Matthew Goodwin is an interdisciplinary professor at Northeastern University with joint appointments in the Bouvé College of Health Sciences and Khoury College of Computer Science, where he is a founding and key faculty member of a new doctoral program in personal health informatics and director of the Computational Behavioral Science Laboratory.
Goodwin is the former director of clinical research at Massachusetts Institute of Technology (MIT) Media Lab, has served on the executive board of the International Society for Autism Research and the Scientific Advisory Board for Autism Speaks, and has adjunct associate research scientist appointments at Brown University. He has over 20 years of research and clinical experience working with children and adults on the autism spectrum and developing and evaluating innovative technologies for behavioral assessment and intervention, including video and audio capture, telemetric physiological monitors, accelerometry sensors and digital video/facial recognition systems.

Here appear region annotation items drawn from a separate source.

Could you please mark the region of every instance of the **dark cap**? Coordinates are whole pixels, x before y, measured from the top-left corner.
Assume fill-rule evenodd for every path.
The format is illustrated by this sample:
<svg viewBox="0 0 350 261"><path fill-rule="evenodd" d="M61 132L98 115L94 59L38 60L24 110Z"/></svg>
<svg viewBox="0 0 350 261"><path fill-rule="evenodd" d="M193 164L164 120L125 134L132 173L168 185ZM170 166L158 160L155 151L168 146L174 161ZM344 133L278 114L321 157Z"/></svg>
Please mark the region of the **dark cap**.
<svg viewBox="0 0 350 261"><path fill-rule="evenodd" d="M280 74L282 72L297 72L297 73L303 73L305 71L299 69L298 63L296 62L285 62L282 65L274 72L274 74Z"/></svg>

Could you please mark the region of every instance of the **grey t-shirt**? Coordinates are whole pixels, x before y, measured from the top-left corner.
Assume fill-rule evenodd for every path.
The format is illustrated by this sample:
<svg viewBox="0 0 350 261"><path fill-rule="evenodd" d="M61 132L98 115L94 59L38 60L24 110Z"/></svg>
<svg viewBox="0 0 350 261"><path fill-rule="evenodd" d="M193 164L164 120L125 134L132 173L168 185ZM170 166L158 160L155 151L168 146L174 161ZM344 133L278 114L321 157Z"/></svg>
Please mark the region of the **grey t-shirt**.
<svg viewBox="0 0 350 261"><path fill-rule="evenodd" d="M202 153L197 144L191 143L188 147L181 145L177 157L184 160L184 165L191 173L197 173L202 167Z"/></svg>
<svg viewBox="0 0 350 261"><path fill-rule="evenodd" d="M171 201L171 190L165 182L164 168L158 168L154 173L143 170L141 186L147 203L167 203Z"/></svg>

Goodwin has received several honors, including a dissertation award from the Society of Multivariate Experimental Psychology, Peter Merenda Prize in Statistics and Research Methodology from the University of Rhode Island, Hariri Award for Transformative Computational Science and named an Aspen Ideas Scholar by the Aspen Institute. He has obtained research funding from a variety of sources, including the National Institutes of Health, National Science Foundation, National Endowment for the Arts, Simons Foundation, Nancy Lurie Marks Family Foundation and Autism Speaks.
Goodwin received his B.A. in psychology from Wheaton College and his M.A. and Ph.D., both in experimental psychology and behavioral science, from the University of Rhode Island. He completed a postdoctoral fellowship in Affective Computing in the MIT Media Lab in 2010.